The root cause is that the lower bound of charge resolution has been "one battery charge", which we set at 1kJ because there's also a rather large number of charges we need to handle for e.g. electric cars, and the "number of charges" type is an int.
Describe the solution
I poked around and we already have a member of the item class that is type units::energy which is backed by a int64_t and has a resolution of one mJ. Due to an int64_t being staggeringly large, this really can handle whatever we feel like throwing at it, so why isn't the problem fixed?
The problem is legacy code that treats electrical capacity as "charges" and a whole ton of infrastructure, mostly in crafting code, and specifies power drain in "charges of battery", which again are 1kJ each.

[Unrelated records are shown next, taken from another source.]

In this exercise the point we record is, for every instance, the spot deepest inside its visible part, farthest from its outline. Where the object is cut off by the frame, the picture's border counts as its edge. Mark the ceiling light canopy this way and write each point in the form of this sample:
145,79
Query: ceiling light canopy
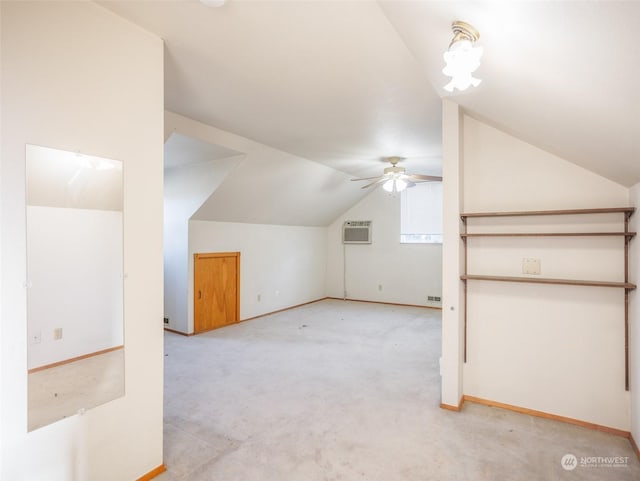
462,58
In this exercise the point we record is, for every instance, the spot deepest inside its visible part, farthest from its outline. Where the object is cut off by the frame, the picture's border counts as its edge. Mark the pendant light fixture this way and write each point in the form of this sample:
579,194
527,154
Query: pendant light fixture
462,58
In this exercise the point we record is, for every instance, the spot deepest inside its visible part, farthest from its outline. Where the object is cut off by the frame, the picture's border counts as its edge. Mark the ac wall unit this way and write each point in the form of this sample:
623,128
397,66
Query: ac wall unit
356,232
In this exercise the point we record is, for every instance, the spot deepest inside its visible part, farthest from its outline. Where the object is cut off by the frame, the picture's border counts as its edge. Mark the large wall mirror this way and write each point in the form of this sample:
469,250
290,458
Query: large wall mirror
75,352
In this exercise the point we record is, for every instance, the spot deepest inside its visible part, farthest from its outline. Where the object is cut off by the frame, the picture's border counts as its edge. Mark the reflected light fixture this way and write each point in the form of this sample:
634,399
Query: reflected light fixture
462,58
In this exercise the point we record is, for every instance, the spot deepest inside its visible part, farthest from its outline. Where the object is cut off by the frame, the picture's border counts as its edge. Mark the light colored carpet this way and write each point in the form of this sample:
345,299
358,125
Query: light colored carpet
349,391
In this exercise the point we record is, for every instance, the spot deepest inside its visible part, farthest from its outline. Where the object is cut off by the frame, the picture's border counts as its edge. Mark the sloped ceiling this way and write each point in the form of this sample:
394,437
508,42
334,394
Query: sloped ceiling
347,82
271,187
262,185
181,150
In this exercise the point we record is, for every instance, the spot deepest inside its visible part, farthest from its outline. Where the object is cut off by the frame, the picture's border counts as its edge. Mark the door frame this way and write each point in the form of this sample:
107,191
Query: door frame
208,255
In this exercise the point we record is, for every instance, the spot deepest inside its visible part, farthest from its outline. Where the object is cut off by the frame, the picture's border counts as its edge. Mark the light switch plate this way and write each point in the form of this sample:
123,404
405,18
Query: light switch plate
530,266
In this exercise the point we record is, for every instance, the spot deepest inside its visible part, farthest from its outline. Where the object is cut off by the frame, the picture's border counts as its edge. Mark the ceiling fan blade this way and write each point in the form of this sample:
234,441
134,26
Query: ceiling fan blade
375,182
368,178
424,178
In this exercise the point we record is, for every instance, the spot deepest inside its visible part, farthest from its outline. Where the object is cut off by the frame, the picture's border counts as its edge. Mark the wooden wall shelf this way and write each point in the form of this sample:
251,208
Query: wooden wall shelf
551,234
545,280
625,234
606,210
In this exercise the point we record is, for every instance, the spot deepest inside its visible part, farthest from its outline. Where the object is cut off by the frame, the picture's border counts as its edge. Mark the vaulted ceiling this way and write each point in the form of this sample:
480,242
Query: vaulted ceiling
345,83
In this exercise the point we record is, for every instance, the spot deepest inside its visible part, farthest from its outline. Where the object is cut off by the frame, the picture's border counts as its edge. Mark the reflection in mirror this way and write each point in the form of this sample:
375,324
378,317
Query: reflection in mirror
75,331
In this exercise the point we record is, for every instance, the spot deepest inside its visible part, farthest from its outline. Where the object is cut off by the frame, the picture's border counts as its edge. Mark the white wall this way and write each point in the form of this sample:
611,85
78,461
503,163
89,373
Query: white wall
634,316
285,265
452,253
557,349
84,248
407,273
186,188
77,77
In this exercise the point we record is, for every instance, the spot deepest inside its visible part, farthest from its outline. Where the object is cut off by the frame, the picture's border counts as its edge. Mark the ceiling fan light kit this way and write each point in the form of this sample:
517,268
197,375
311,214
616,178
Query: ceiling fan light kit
395,179
462,58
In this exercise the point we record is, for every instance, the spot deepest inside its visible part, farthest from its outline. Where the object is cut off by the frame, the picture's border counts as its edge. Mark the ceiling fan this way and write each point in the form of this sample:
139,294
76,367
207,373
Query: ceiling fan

After rooting around though, I realized we don't have to overhaul all the crafting code to fix this particular issue, because the "process_tool()" code responsible for e.g. spending power every turn for an active flashlight doesn't interact with any of that code.
So what I've done here is I updated item::process_tool() to call item::energy_consume() and item::energy_consume() to use item::energy to stash residual energy as needed. So if your flashlight has 10 "charges" of battery and you try to spend 20J, it spends one "charge", but stashes the remaining 980J of energy in item::energy, which can be used next turn instead of burning more charges.
Describe alternatives you've considered
There's a huge overhaul I eventually want to happen here where the itype_battery item that represents a distinct amount of charge just goes away and instead a battery item like a light_battery instead just uses it's item::energy member and islot::battery::max_charges member to handle how much charge it can hold. That requires overhauling a huge amount of crafting code though and I'm not up to that at the moment.
Testing
Added tests for an exemplar, specifically having a small LED flashlight run for the intended 10 hours on one set of batteries.
Before this change it would round up from 1.5J per turn to 1kJ per turn, so it would run for one hour instead of about 10.
Additional context
See e.g. #75903 for other aspects of the same problem.